Since the Palestinian Legislative Council (Parliament) election of 2006 and the subsequent action in 2007 the Gaza has been closed off and isolated. Only this closure has caused Gaza’s fragile economy to collapse.
The people live under dire poverty with more than 80% of residents now dependent on humanitarian food aid. In addition, the shortage of fuel, gas, electricity, water, medicine has become a daily life of the residents of Gaza. The reduced capacity of the sewage treatment plant has caused sewage to be dumped directly to the sea, polluting and making more difficult the rare source of livelihood, which is fishing.
According to UNICEF, in Gaza, 50,000 children are malnourished, 70% have a vitamin A deficiency and close to half of children under age two are anaemic. Under the current situation the number of children suffering from malnutrition is expected to increase.
This project will be implemented by Ard El-Insan, a local NGO specialized in nutrition. The project includes patient registration, growth monitoring, therapeutic food provision, supervision and guidance of mothers regarding child feeding and nutrition education, dry food provision, daily recording, case study, and interviews with mothers. Past experience with this type of project shows approximately 60% of the severely malnourished children can be discharged after three months with remaining mild malnutrition and an additional 28.6% of children, while not able to be discharged, do show some improvement.
In the project period, 63% of children admitted to the Center were discharged. Distribution of weight-for-length/height at time of admission to discharge from the Center shows that the rate of moderate-severe wasting decreased by 69.3% (92.2% at admission versus 22.9% at discharge). Also, 40.9% of children who were admitted to the Center but did not reach the mild degree showed an improvement to a moderate degree (94.2% at admission versus 65.7% at their last follow-up).
Also in the project period, a total of 1,694 children were admitted to the Center and benefitted from the program. 859 children also received a total of 2,367 packages of dry food. Education given to mothers showed an improvement in practices and behaviors regarding the child’s feeding. According to their questionnaire, the mothers’ knowledge regarding the child’s feeding had improved by 26.6%.
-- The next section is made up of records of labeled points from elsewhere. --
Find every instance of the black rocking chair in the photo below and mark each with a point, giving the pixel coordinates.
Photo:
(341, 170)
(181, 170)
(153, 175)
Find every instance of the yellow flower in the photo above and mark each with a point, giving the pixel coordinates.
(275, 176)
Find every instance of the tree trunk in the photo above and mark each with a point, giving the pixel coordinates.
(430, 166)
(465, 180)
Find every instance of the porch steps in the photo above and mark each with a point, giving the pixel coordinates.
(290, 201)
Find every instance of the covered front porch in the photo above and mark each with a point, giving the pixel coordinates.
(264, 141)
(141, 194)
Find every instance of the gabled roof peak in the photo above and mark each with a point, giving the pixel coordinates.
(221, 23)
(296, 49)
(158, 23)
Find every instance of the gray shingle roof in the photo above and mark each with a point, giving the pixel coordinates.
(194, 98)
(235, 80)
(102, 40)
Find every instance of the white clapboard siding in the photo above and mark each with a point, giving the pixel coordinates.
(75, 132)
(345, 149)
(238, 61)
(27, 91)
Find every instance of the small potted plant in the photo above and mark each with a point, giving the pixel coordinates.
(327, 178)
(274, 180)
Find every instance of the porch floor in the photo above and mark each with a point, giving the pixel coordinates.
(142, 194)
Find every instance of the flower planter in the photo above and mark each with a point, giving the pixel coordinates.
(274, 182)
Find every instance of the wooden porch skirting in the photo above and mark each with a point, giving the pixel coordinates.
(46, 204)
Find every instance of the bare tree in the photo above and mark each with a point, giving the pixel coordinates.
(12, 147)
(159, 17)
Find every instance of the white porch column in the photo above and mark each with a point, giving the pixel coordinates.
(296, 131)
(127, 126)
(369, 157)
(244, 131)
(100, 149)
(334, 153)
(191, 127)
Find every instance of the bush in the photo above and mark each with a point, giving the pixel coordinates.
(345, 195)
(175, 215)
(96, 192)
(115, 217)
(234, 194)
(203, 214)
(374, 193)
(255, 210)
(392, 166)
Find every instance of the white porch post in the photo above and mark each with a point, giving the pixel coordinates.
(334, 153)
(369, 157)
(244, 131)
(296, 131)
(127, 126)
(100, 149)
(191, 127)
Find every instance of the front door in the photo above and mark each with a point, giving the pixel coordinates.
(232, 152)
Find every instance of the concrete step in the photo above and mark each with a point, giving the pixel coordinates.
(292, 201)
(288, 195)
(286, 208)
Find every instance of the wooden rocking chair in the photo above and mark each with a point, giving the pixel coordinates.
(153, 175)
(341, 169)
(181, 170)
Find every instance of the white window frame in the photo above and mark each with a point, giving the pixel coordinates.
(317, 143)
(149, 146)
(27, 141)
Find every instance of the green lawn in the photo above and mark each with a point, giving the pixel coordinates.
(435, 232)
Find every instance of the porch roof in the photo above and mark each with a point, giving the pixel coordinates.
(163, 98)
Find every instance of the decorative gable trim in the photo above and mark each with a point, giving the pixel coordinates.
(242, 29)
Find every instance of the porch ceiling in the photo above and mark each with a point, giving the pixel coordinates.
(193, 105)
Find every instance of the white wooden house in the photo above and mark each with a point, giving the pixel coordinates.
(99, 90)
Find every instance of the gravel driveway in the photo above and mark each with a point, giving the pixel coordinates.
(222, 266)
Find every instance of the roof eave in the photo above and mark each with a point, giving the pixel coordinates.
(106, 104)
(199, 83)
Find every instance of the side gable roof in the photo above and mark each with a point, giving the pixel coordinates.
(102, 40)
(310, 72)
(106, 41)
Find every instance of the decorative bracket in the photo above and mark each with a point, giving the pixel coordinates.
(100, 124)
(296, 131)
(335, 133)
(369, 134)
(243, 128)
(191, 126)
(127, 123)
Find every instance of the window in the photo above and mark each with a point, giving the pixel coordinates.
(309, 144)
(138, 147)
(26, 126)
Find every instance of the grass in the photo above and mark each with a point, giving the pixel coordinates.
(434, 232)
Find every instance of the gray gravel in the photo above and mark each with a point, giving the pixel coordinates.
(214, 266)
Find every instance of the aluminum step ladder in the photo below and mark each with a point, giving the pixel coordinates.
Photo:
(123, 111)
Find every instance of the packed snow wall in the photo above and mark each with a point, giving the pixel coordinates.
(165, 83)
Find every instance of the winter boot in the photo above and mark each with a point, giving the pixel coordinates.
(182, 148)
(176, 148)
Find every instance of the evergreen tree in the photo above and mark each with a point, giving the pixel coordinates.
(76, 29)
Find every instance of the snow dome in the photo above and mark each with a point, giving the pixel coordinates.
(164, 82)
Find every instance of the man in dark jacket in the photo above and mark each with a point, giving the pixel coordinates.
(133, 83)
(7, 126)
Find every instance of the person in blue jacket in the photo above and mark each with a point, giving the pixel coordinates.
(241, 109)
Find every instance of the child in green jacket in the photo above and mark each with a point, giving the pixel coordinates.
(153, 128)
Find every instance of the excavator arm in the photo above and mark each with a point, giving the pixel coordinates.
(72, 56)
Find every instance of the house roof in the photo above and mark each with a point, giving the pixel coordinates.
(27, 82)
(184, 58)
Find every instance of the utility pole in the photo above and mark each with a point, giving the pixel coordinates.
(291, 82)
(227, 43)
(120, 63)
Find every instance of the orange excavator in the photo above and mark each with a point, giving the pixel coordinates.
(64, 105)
Mohammad was a 5 month old child whose father used to work in Israel but cannot go back due to the closure. When he was admitted to the Center, his malnutrition degree was estimated as “6” (usually malnutrition is determined as between 1st to 3rd degree). The status of nutrition was extremely bad, but he started improving since he and his mother started to come to the Center for treatment and lectures. He was reluctant to eat any food but his mother tried himon the food cooked at the Center and food she cooked using distributed dry-food materials. In just two weeks, he managed to go from 3.8kg to 4.1kg, a significant weight gain for his age.